My Lords, our reforms will bring in the best of the private and voluntary sectors to work with offenders and reduce reoffending. Community rehabilitation companies will be contracted to work with low and medium-risk offenders in the community, and the National Probation Service will supervise high-risk offenders. Both will be required to deliver services for specific groups such as females and BME offenders, as well as those with mental health issues, to ensure that an offender’s treatment requirements are complied with, including in situations where a court order exists.
I thank my noble friend for that reply. I am sure that he will be aware that currently four out of every 10 people who are being supported by the probation service are actively mentally ill: that is, 39%. This underlines the range of skills and knowledge that is required today from experienced members of the probation service in managing and properly meeting the needs of these clients. Therefore, will the Minister clarify whether the new organisations now bidding for probation service contracts are specifically expected by the Ministry of Justice to include and implement mental health provision across the board—because there are not specialisms to this extent within the probation service, as far as I know—and whether this requirement will be included in the proposals? How will the quality of the proposals of the new probation service contractors and the performance of the new providers be assessed?
My noble friend, and the House, may recall that the Government lodged with both Houses of Parliament a detailed draft services agreement, which included provisions that would apply to mentally ill offenders. Clause 3 of the agreement provides that the contractor shall monitor that the treatment provider prepares a full treatment plan with details of the specific mental health needs of each allocated person, with the timescale indicated to the court at the time of the sentence. Therefore, companies will be contractually obliged to do this. They will have an obligation under the Human Rights Act and under the Equality Act. My noble friend is of course right that the skills should be preserved in relation to mental health.
Will the Minister clarify the relationship between NHS England’s responsibility for mental health and that of the Ministry of Justice, and how contracts are laid between the two, not only in the private sector but in the voluntary sector, where a number of organisations have lost contracts through this confusion? I declare an interest as a trustee of the Lucy Faithfull Foundation.
There is an obligation to treat offenders and non-offenders the same. The circumstances in which they come to be treated may be different. Those who are in prison may suffer from a number of different mental illnesses.
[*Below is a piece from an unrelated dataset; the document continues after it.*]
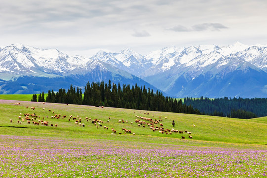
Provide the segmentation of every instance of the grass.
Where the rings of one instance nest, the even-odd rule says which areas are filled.
[[[0,100],[0,177],[267,175],[267,117],[244,120],[23,101],[15,105],[18,99],[15,100]],[[149,115],[144,114],[147,112]],[[35,113],[40,119],[34,121],[44,117],[49,125],[20,124],[20,113],[22,118],[25,113]],[[61,117],[51,118],[56,114]],[[69,121],[71,115],[79,115],[85,127],[76,125],[72,119]],[[66,118],[62,119],[63,115]],[[135,115],[153,120],[161,117],[165,128],[186,130],[193,138],[184,133],[166,134],[152,131],[147,125],[138,126]],[[87,122],[86,117],[91,119]],[[103,121],[102,126],[97,128],[92,124],[94,119]],[[123,119],[128,123],[118,122]],[[111,128],[117,133],[112,134]],[[136,134],[124,134],[122,128]]]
Their treatment is the responsibility of NHS England. Of course, there are complications with the delivery of treatment in the community as well, but there is no absolute difference in the treatment that is appropriate to you when you are an offender in prison or out of prison or are an ordinary member of the public. Clearly there are matters of co-ordination that the noble Baroness would say are not sufficiently attended to.
Between 2010 and September 2012, 86% of the prison and probation-related work contracted out to the private sector by NOMS went to G4S, Serco and Sodexo. If the Minister is so confident of the performance of these contractors in this important and sensitive area, why has the Ministry of Justice refused to disclose the figures for the succeeding year, even after an FoI request from the Centre for Crime and Justice Studies? Is he aware that just three third-sector organisations accounted for two-thirds of the third-sector expenditure in the same field?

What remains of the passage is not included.